El médico se detuvo, posó una mano en el hombro de Ann y la apretó un instante. La mujer se detuvo de inmediato y se volvió de cara a él.

– Creo que tienes razón, Ann. Si bien es fácil imaginarse algunas peleas feroces entre ellos, quizá sean más adecuados el uno para el otro que la mayoría. Arabella necesita un compañero de gran fuerza, pues, si así no fuese, haría desdichado al pobre. En cuanto a Justin, estoy seguro de que si tuviese una esposa dócil, obediente, se volvería un tirano doméstico en muy poco tiempo.

Ann hubiese preferido que dijera otra cosa. Bueno, tenía razón en lo que se refería a Arabella y al nuevo conde, y no podía menos que desear que ellos dos también viesen las cosas bajo la misma perspectiva. Quiso suspirar, pero no pudo y, en cambio, dijo con ligereza:

– Con qué facilidad aventas mis preocupaciones.

¿Había estado preocupada, en realidad? No lo creía, pero tenía que decir algo. Con gesto alegre, sacó un narciso del ramo y, con una reverencia burlona, le pasó el tallo por el ojal de la chaqueta.

– Y ahora, soy un primor también.

Sonrió con ternura hacia ese rostro alzado hacia él.

Lady Ann tragó saliva. Esa expresión debía de tener relación con algo que estaba pensando. No podía referirse a ella. Era una expresión demasiado tierna, íntima, cercana. De pronto, sintió un ramalazo de culpa.

– Oh, por Dios, me he olvidado de Elsbeth. Creerá que no he pensado en ella, pobre chica. Y en los últimos quince minutos, más o menos, no lo he hecho. Y eso es culpa suya, señor. Ven, vamos a buscarla: es casi la hora del té.

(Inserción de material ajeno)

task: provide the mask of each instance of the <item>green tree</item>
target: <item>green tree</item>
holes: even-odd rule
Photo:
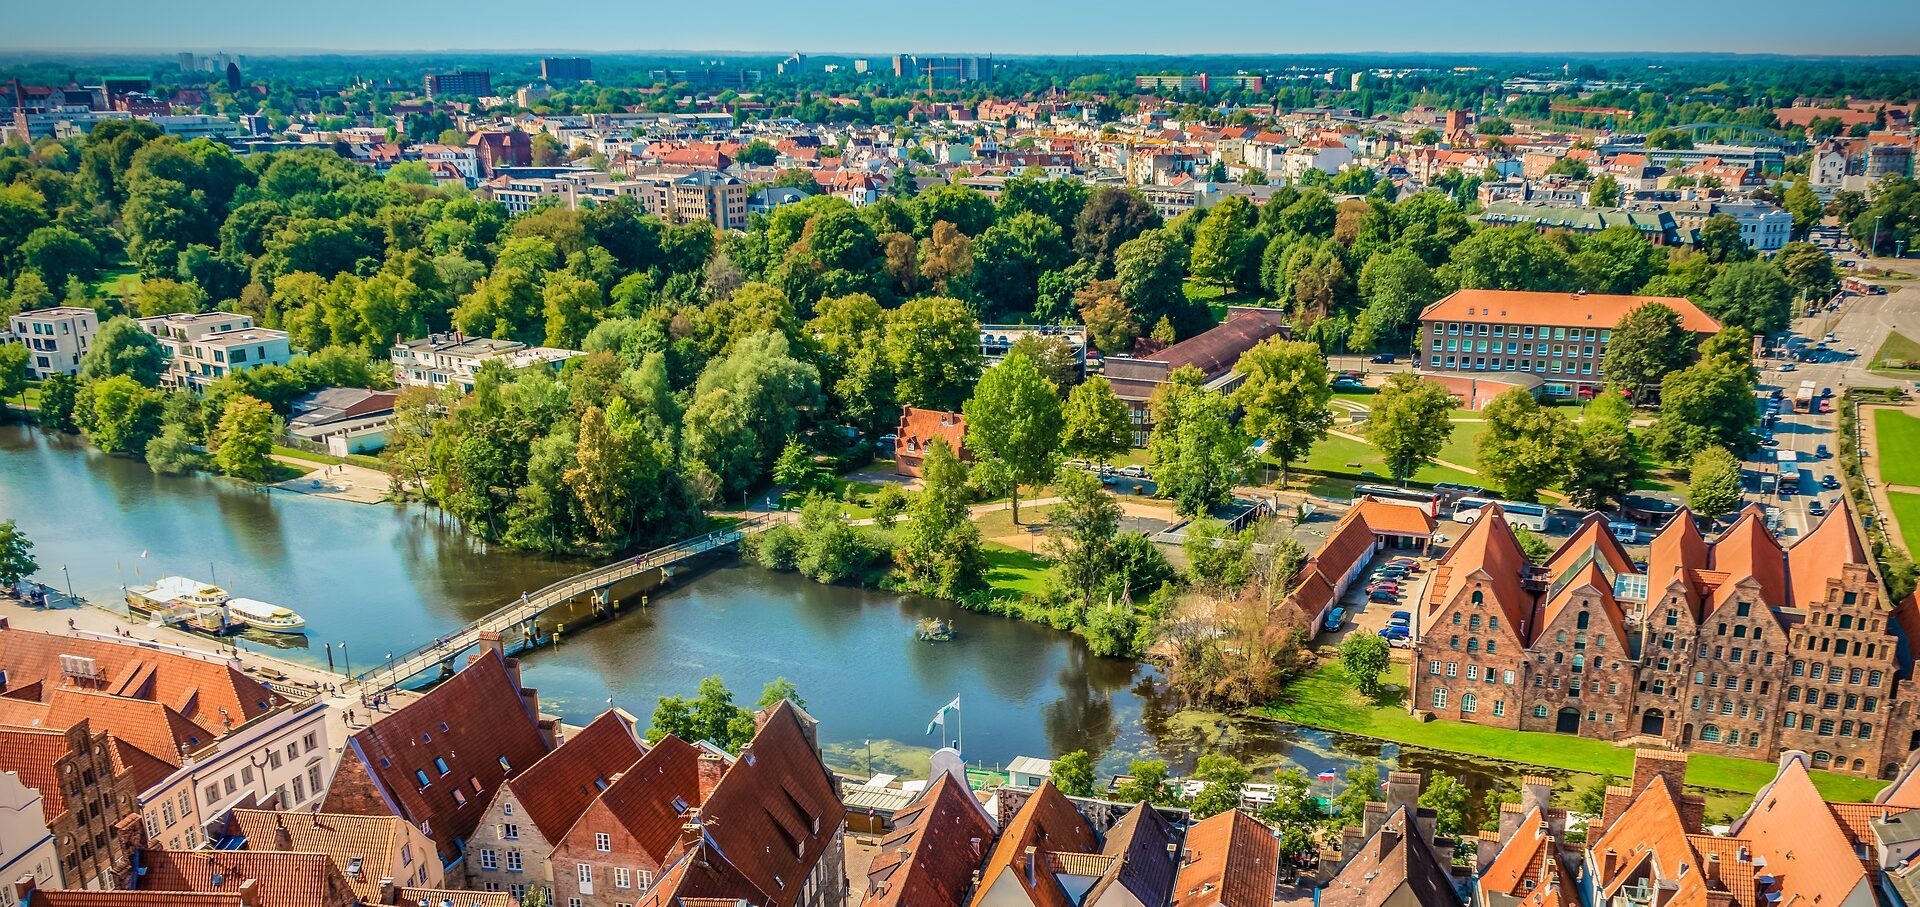
[[[1594,293],[1632,293],[1665,265],[1665,253],[1625,224],[1581,240],[1580,251],[1573,254],[1580,285]]]
[[[1620,204],[1622,194],[1620,181],[1614,179],[1611,173],[1602,173],[1594,178],[1592,185],[1587,187],[1587,202],[1602,208],[1612,208]]]
[[[1607,808],[1607,788],[1619,783],[1620,776],[1611,772],[1593,779],[1587,786],[1581,788],[1579,796],[1574,798],[1574,810],[1587,816],[1600,815]]]
[[[1072,260],[1066,236],[1045,216],[1022,211],[987,228],[973,244],[974,275],[991,288],[989,307],[1030,317],[1040,298],[1040,275]]]
[[[41,279],[40,272],[23,271],[14,278],[13,293],[7,297],[4,305],[0,305],[0,315],[44,309],[53,305],[53,301],[53,291],[47,289],[47,282]]]
[[[1420,806],[1433,810],[1433,833],[1457,838],[1467,831],[1467,801],[1472,792],[1452,775],[1434,773],[1420,792]]]
[[[1141,324],[1173,320],[1183,335],[1207,320],[1204,307],[1187,302],[1187,246],[1168,230],[1149,230],[1120,245],[1113,256],[1120,298]]]
[[[1702,345],[1700,361],[1660,382],[1660,416],[1650,435],[1653,449],[1669,460],[1691,457],[1719,445],[1745,451],[1752,444],[1754,372],[1748,334],[1728,328]],[[1725,352],[1709,354],[1709,347]]]
[[[1353,688],[1369,699],[1379,695],[1380,677],[1391,658],[1387,641],[1375,634],[1348,633],[1340,641],[1340,667],[1353,681]]]
[[[1254,241],[1254,220],[1253,205],[1239,196],[1229,196],[1208,209],[1206,221],[1193,236],[1194,279],[1228,289],[1252,289],[1239,284]]]
[[[1665,303],[1642,303],[1613,326],[1601,370],[1635,402],[1646,402],[1660,382],[1693,359],[1693,332]]]
[[[93,243],[58,224],[33,231],[20,247],[22,267],[38,271],[49,286],[55,287],[64,287],[69,280],[93,280],[98,259]]]
[[[0,407],[6,405],[9,397],[20,396],[27,389],[28,355],[24,344],[0,345]],[[0,409],[0,414],[4,413],[5,410]]]
[[[1005,477],[1020,522],[1020,486],[1043,482],[1059,465],[1060,393],[1033,360],[1015,351],[980,376],[965,407],[967,446],[979,468]]]
[[[124,315],[107,319],[93,335],[93,347],[80,357],[80,380],[125,375],[147,387],[160,384],[167,352],[139,322]]]
[[[660,697],[647,739],[658,742],[668,734],[689,743],[711,742],[737,753],[753,739],[753,714],[733,704],[733,692],[715,675],[700,681],[692,699]]]
[[[1724,447],[1704,447],[1693,455],[1687,475],[1687,506],[1708,519],[1740,507],[1740,460]]]
[[[1840,275],[1833,267],[1833,256],[1810,242],[1790,242],[1773,257],[1787,283],[1809,299],[1833,294],[1840,287]]]
[[[1530,501],[1567,472],[1575,433],[1567,417],[1542,407],[1521,387],[1493,398],[1474,439],[1480,476],[1512,500]]]
[[[1193,777],[1206,782],[1206,786],[1200,788],[1200,793],[1192,803],[1187,804],[1187,808],[1196,818],[1204,819],[1239,809],[1240,798],[1246,791],[1247,782],[1253,780],[1253,773],[1232,756],[1204,753],[1194,766]]]
[[[48,376],[40,385],[40,409],[34,413],[34,421],[54,431],[69,434],[79,431],[80,423],[74,420],[74,407],[79,398],[80,382],[72,375]]]
[[[1159,226],[1160,215],[1137,193],[1101,186],[1074,217],[1073,250],[1096,265],[1096,276],[1111,274],[1120,247]]]
[[[1730,214],[1715,214],[1700,228],[1700,253],[1716,265],[1752,261],[1758,253],[1740,236],[1740,222]]]
[[[1333,814],[1342,825],[1358,825],[1366,819],[1367,803],[1380,788],[1380,768],[1356,765],[1347,769],[1347,786],[1333,796]]]
[[[160,433],[147,442],[147,465],[154,472],[169,475],[181,475],[206,466],[206,457],[194,444],[193,435],[187,426],[174,421],[166,421]]]
[[[1368,258],[1360,269],[1360,298],[1367,307],[1354,325],[1353,348],[1397,345],[1407,337],[1415,317],[1437,301],[1443,289],[1433,269],[1410,246],[1395,246]]]
[[[1075,385],[1061,411],[1061,452],[1098,462],[1132,446],[1133,420],[1113,383],[1093,375]]]
[[[782,702],[791,702],[794,708],[805,709],[807,701],[800,698],[800,688],[785,677],[775,677],[767,681],[760,690],[760,701],[754,704],[757,709],[770,709]]]
[[[1163,387],[1162,391],[1168,388]],[[1204,390],[1175,391],[1155,407],[1147,457],[1153,481],[1182,516],[1226,504],[1245,475],[1253,439],[1233,423],[1227,398]]]
[[[1453,436],[1453,396],[1446,388],[1405,372],[1387,378],[1373,398],[1367,441],[1386,455],[1396,482],[1433,463]]]
[[[1723,327],[1770,334],[1793,319],[1793,296],[1793,285],[1773,262],[1737,261],[1708,286],[1704,308]]]
[[[96,347],[98,349],[98,347]],[[137,454],[160,430],[160,392],[128,375],[114,375],[81,386],[74,407],[87,440],[108,453]]]
[[[980,380],[980,325],[958,299],[927,296],[893,310],[885,343],[902,403],[956,411]]]
[[[1091,797],[1098,779],[1094,777],[1093,757],[1086,750],[1074,750],[1064,753],[1053,760],[1053,769],[1048,777],[1053,786],[1069,797]]]
[[[1063,470],[1054,486],[1061,502],[1051,515],[1057,534],[1049,545],[1063,591],[1083,605],[1114,592],[1124,593],[1126,579],[1117,571],[1115,544],[1120,533],[1119,502],[1084,470]]]
[[[17,586],[38,569],[33,540],[13,520],[0,521],[0,586]]]
[[[681,422],[684,453],[724,494],[759,482],[803,411],[818,405],[819,371],[789,350],[784,334],[753,334],[709,364],[694,386]]]
[[[1807,235],[1807,229],[1820,223],[1825,214],[1820,196],[1815,195],[1810,180],[1797,179],[1780,195],[1780,207],[1793,215],[1793,231],[1796,236]]]
[[[1472,290],[1572,290],[1579,282],[1567,253],[1525,226],[1467,237],[1441,272],[1447,282]]]
[[[248,396],[227,401],[213,433],[213,462],[220,471],[255,482],[273,466],[273,408]]]
[[[1167,783],[1167,764],[1159,759],[1135,759],[1127,763],[1127,779],[1113,792],[1122,803],[1150,803],[1172,806],[1179,801],[1173,786]]]
[[[972,592],[986,574],[980,527],[967,510],[966,464],[944,440],[927,445],[920,491],[907,507],[893,560],[907,588],[940,598]]]
[[[1269,337],[1234,368],[1246,376],[1232,395],[1243,413],[1241,426],[1267,442],[1267,455],[1280,461],[1284,486],[1288,467],[1306,457],[1333,425],[1327,360],[1316,344]]]
[[[1566,477],[1561,488],[1576,507],[1609,509],[1626,498],[1646,473],[1640,442],[1633,434],[1633,407],[1608,390],[1587,404],[1567,451]]]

No le importaba nada del té, ni ninguna otra cosa, pero ella sabía cuál era su sitio, por lo menos lo sabía casi siempre. Maldición.

Paul asintió pero luego, sin advertencia previa, se detuvo de improviso y soltó una breve carcajada.

– ¿Y ahora qué?

– Acaba de ocurrírseme que pronto serás la condesa viuda de Strafford, Ann. Tú, una viuda heredera… Excede a la imaginación. Pareces la hermana de Arabella, no su madre. Oh, cómo se burlarán de ti y te halagarán, y te miraran con complacencia… Algunos de los vejestorios estarán encantados. Sin duda, tratarán de convencerse a sí mismas de que te has vuelto toda arrugada, canosa, y sentirán un maligno placer.

– Bueno, estoy cobrando un aspecto bastante matronil. Pronto podría tener los cabellos grises. Dios mío, ¿crees que tendría que arrancármelos? ¿Crees que, cuando sea de edad avanzada, estaré calva?

– Puedes tironear y arrancar todo lo que quieras. Desde ahora prometo comprarte varias pelucas, si las necesitas. Además, empezaré a atenderte desde este mismo momento. He aquí mi brazo para que te apoyes. Cuando ya no puedas caminar sin mí, te prescribiré un bastón.

Ann ignoraba que sus ojos azules bailoteaban, tan alocados como la nueva danza llegada de Alemania, el vals, pero Paul no. Y estaba encantado. Oh, Dios, más que encantado. Era el rey Arthur, era Merlín. Era todo lo que en el mundo pudiese ser encantado, estar hechizado, embrujado, y tan enamorado, que casi no podía respirar.

Lo único que pudo hacer fue contemplarle la boca, mientras ella decía, toda alegría y ligereza:

– Un bastón. Qué idea tan adorable. Entonces, si alguien me ofendiese, podría partírselo en la cabeza.